That one time in Nebraska


This is a picture of me, stopped at a red light, with two marijuana plants in the back of my truck. They needed to be moved from house sold to house bought, and it wasn’t until I started carrying them out to the truck that I was hit with the symbolic weight of the move.

Instinctually, I hid them from the street with my body as I carried them from house to car and car back to house, so sneaky-like that I could hear Fred Flintstone’s tinkle sound effect as I tiptoed across the lawn. I couldn’t help but feel the heightened sense of doing something that, whether barely legal or illegal in Colorado, was so overtly a federal offense.

There’s nothing like carrying a full-grown pot plant in full bloom across a suburban lawn to remind you that it’s not like this everywhere. According to Leland Rucker of Sensi Magazine, in 2015, police made 643,121 arrests for marijuana offenses in the U.S., the vast majority (about nine out of 10) for possession. With this number ruminating in my head, I only made it down the street before covering the plants with a blanket; whether out of fear or respect, I’m not sure.

Needless to say, the plants and I made it safely to our destination, but as I drove I thought back to “that one time in Nebraska” — in quotation marks because I’ve talked to more than a handful of people over the years who have a “that one time in Nebraska” story themselves. These are stories of what could be called “marijuana profiling,” incidents when law enforcers in other states stop vehicles and perform marijuana-related searches because they are outfitted with Colorado license plates.

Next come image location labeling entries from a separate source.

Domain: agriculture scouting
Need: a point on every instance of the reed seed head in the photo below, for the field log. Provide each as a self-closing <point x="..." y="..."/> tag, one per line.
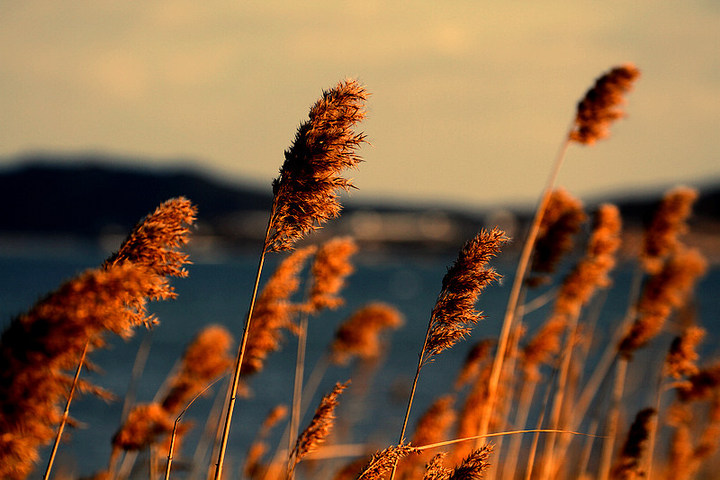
<point x="681" y="360"/>
<point x="382" y="462"/>
<point x="592" y="271"/>
<point x="206" y="358"/>
<point x="329" y="270"/>
<point x="305" y="193"/>
<point x="143" y="426"/>
<point x="601" y="105"/>
<point x="561" y="221"/>
<point x="661" y="237"/>
<point x="273" y="311"/>
<point x="629" y="465"/>
<point x="319" y="428"/>
<point x="474" y="465"/>
<point x="665" y="291"/>
<point x="360" y="335"/>
<point x="454" y="313"/>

My story begins in the summer of 2011, just months before Amendment 64 would go to vote and pass, legalizing recreational marijuana in Colorado. Again, I was moving, then from New York City back to Colorado, and all of my worldly possessions were stuffed into the back of my slick and golden Mazda 3, replete with Colorado plates.

A Westerner, I’d never driven through the Northeast so I made a road trip out of it, winding up through Maine, dipping into Montreal, crossing over the Great Lakes and stopping to visit family in Wisconsin. It was there that a friend convinced me to take an extended layover in St. Paul, Minnesota, to work for 10 days selling tiny fried donuts at the state fair.

With 3.5 million visitors a year, the biggest state fair in the country lies in Texas, a distant second place going to Minnesota’s fair, which draws 1.8 million visitors. But the title of “biggest” and its accompanying bragging rights are hotly contested because in Texas they have 24 days of festivities to draw in those crowds, while in Minnesota they do it all in 10. I’ll leave it at that, except to say that with a hot bag of donuts in your hand and Garrison Keillor’s voice piping out of the arena, it’s hard to argue that Minnesota’s fair isn’t the best.

For 10 hours a day, on all 10 days, I hung out with carnies, sweating it out next to friers while we listened to Kid Rock and coated greasy pastries with sugar. At midnight I’d go home to a rented fifth-wheel trailer to drink some Hamm’s and play cribbage. It was a temporary routine but a memorable one.

At the end of the gig, the donut crew loaded up for the next fair and paid me and my friend in cash. We hit the highway, stopped at the outlet stores and blew a cool hundred on new Nike gear. Tags still on the clothes we’d bought, we got back in the car, still stuffed to the brim with all my worldly possessions, and headed to Colorado. It was the middle of the day and we had the headlights on.

About half way through Nebraska we got pulled over. It turns out one of the headlights was flickering on and off, apparently off just enough to warrant not just a stop but a ticket. “A nit-picky bummer but no biggie,” I thought.

Two hours later I was sitting on the side of the highway with my hands on my head. Having found mounds full of cash in the pockets of my new jacket with the tags still on, the cop had been bombarding me with questions about weed for hours. Sometimes he was nice about it, like “Where’s the weed again?” And sometimes he was a bit more direct, ordering me to stand up and look him in the eye and tell him who I bought the drugs from.

Meanwhile, my friend was in the backseat of the cop car, having undergone his own rounds of interrogation. The officer had gone through each and every bag in my car, all of my things now strewn carelessly on the side of I-80.

Another hour later and he finally let us go. He didn’t find any drugs because we really (really) didn’t have any. He drove away and I started maniacally laughing. To this day I have never seen anyone as pissed off as my friend was then. We crammed the stuff back in the car and got back on our way home to Colorado, beckoning then like it never had before.